Wonderful research.
I need to learn more about this PCR test. Is this related to the common test kit people are now using to see if they test positive? People often have to take the test multiple times due to the erroneous results on those tests and lack of symptoms.
I forget where I saw the documentary, but it was a young man who once wanted to find out what it was all about with the many public AIDS testing stations that seem to be found in cities all over the African continent. The procedure for determining whether someone is positive or negative at the end, if I remember correctly, is the following: Two tests are done to be sure. But if one test is positive and the other negative, they don't do another test, but the answers on the questionnaire decide the result. In these test centres, people are asked about their sex life, and if they give information about having changing partners or not living in a permanent relationship, etc., they are considered "positive". Presumably this is because the series of tests could be drawn out ad infinitum and they could always show different, contradictory results. At some point, the rule was also introduced here that if it is so, then one simply decides according to life situation. This is not without a certain humour if one is not affected by a test.
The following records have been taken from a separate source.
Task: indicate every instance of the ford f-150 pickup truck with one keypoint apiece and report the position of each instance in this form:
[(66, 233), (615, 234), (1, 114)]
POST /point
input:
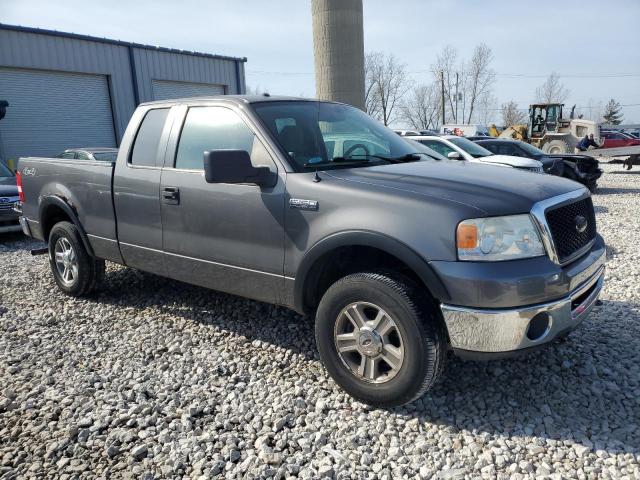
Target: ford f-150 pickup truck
[(315, 206)]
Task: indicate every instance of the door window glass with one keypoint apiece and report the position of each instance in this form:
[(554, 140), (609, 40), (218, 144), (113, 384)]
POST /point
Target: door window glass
[(145, 148), (211, 128)]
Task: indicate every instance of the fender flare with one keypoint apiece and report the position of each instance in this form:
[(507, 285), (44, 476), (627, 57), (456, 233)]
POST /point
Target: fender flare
[(367, 239), (58, 201)]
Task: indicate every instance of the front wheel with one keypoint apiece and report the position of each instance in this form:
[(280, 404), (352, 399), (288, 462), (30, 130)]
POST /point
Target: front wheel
[(379, 339), (75, 272)]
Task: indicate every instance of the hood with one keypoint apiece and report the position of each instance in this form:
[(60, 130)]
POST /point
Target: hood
[(8, 187), (519, 162), (489, 189)]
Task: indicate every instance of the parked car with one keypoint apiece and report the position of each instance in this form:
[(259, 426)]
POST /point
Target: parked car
[(400, 259), (92, 153), (459, 148), (581, 168), (618, 139), (8, 197)]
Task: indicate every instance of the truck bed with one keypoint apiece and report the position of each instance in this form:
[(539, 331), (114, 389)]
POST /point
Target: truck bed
[(85, 185)]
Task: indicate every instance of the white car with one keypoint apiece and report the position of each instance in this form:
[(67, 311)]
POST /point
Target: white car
[(459, 148)]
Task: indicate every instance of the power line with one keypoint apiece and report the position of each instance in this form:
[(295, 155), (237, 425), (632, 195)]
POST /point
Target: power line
[(504, 75)]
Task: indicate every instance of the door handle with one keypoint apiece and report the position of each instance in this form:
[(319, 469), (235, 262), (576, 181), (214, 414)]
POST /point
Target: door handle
[(171, 195)]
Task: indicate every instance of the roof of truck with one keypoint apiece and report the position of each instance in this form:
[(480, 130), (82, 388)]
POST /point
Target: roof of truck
[(237, 99)]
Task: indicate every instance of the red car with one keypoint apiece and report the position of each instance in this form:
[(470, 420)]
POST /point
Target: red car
[(618, 139)]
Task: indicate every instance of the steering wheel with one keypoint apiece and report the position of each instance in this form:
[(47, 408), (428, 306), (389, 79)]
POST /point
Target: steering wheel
[(352, 148)]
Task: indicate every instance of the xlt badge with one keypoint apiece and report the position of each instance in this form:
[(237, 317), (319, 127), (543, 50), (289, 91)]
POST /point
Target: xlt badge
[(303, 204)]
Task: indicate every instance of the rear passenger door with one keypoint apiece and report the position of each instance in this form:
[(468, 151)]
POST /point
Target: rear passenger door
[(228, 237), (136, 189)]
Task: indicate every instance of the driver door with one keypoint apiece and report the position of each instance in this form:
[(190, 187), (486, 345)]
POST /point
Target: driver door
[(227, 237)]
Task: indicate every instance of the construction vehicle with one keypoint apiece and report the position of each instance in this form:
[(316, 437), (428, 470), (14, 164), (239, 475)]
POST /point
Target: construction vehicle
[(550, 131)]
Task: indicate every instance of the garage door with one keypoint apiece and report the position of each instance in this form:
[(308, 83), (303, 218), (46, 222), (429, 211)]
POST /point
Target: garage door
[(164, 90), (50, 111)]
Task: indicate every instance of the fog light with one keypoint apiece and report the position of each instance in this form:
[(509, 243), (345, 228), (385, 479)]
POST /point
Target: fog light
[(539, 326)]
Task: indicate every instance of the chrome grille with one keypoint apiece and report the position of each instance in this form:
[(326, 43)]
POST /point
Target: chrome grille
[(567, 239)]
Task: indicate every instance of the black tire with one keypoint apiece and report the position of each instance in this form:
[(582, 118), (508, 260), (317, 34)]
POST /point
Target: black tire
[(417, 321), (90, 270)]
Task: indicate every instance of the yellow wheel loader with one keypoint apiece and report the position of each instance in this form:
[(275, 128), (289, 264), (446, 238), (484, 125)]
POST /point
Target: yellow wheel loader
[(549, 131)]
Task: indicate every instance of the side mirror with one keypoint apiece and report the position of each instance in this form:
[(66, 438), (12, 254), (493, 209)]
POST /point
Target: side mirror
[(234, 166)]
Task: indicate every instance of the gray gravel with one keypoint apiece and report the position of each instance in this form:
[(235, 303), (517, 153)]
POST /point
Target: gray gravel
[(152, 378)]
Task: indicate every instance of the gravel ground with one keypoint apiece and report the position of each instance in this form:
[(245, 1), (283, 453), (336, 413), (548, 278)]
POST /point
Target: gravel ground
[(152, 378)]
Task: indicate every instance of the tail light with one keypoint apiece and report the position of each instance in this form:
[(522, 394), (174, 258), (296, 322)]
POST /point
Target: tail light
[(19, 183)]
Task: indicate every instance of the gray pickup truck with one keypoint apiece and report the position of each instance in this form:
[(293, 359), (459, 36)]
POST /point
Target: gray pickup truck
[(315, 206)]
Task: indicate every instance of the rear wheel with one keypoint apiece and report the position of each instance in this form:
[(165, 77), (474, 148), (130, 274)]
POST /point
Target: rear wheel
[(378, 338), (75, 272), (557, 147)]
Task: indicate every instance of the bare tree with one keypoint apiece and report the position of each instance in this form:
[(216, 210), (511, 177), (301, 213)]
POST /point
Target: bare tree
[(372, 65), (445, 68), (386, 83), (485, 108), (512, 115), (422, 107), (479, 78), (552, 90), (473, 81)]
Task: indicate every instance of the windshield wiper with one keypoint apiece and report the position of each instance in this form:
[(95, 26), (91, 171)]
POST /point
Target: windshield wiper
[(337, 161), (366, 158)]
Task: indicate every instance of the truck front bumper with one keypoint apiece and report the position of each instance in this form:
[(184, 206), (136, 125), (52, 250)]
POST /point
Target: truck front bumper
[(484, 332)]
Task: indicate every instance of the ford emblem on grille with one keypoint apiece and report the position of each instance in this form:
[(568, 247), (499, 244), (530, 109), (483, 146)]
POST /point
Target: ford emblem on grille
[(581, 223)]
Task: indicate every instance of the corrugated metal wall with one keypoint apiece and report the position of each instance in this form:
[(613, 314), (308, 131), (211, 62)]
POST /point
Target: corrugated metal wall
[(158, 65), (60, 52), (53, 111), (48, 52)]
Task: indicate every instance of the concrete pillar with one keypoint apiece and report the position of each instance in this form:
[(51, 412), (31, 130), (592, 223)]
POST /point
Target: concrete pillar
[(338, 48)]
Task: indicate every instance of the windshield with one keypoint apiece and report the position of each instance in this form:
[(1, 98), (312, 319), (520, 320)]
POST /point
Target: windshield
[(530, 149), (321, 135), (106, 156), (420, 147), (473, 149), (4, 171)]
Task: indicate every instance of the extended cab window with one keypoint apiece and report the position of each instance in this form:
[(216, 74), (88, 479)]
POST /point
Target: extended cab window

That is awful. I am told the COVID questionnaire for signing up for a vaccine involves a lot of personal information that is somewhat humbling to answer. Being asked about your sexual history as a condition for determining if you have AIDS is not very scientific. I can only deduce that the answers are also being used to support a researcher's data charts, which will likely be used to promote funding for their career, helpful or not in combating the virus. If anything, it reveals they are very interested in collecting vulnerable information about your personal life, and less interested in finding proof for the actual virus within a person's body.
Not scientific at all. But in the end, science has it's clear limits and that we can see in this example, that testing those things (like DNA) leaves the realm of matter and enters the space of idea.
Yes, data is the new gold.
I wonder how many of my data is flying around in companies and insurances and whatnot, of which I have forgotten to ever have given my figures and numbers. It'd be interesting to see that in materials.
How do you know about the vaccination questionnaire?
I don't know much, only what I have heard from my folks.
In my state, and many others, you go onto a government website. First they ask you lots of questions. After you finish the survey, it informs you to wait for the server to process your turn, and this can take 20 minutes to an hour. Theirs kicked them out because too many people were online trying to sign up. (Mind you, they are senior citizens, and he told me this later, because he thought he was using the computer wrong, just doing the "easy sign up" like the news told him to do.) If you succeed in getting an appointment, it gives you a number in the thousands, representing how many appointments in the queue have to be scheduled before you.
Thanks, and yes, the PCR test is the most common test being used - at least at the drive-up test stations and in hospitals and what not, although there are also antigen tests that are also admittedly wildly unreliable, so much so that many of the ‘authorities’ actually recommend against them in favor of the supposedly more accurate PCR (which are not accurate at all!)
The new at-home test kits authorized by Biden are some form of these antibody tests, not PCR. But nonetheless of great concern as they only test for coronavirus antibodies, meaning anyone who has ever had a coronavirus in the past (and thus has antibodies) will test positive - and this admittedly includes the common cold! Also, the only way they work is if people use the associated smartphone app, just one more facet of the emerging technocratic control and tracking grid being built up around the illusion of fighting a virus.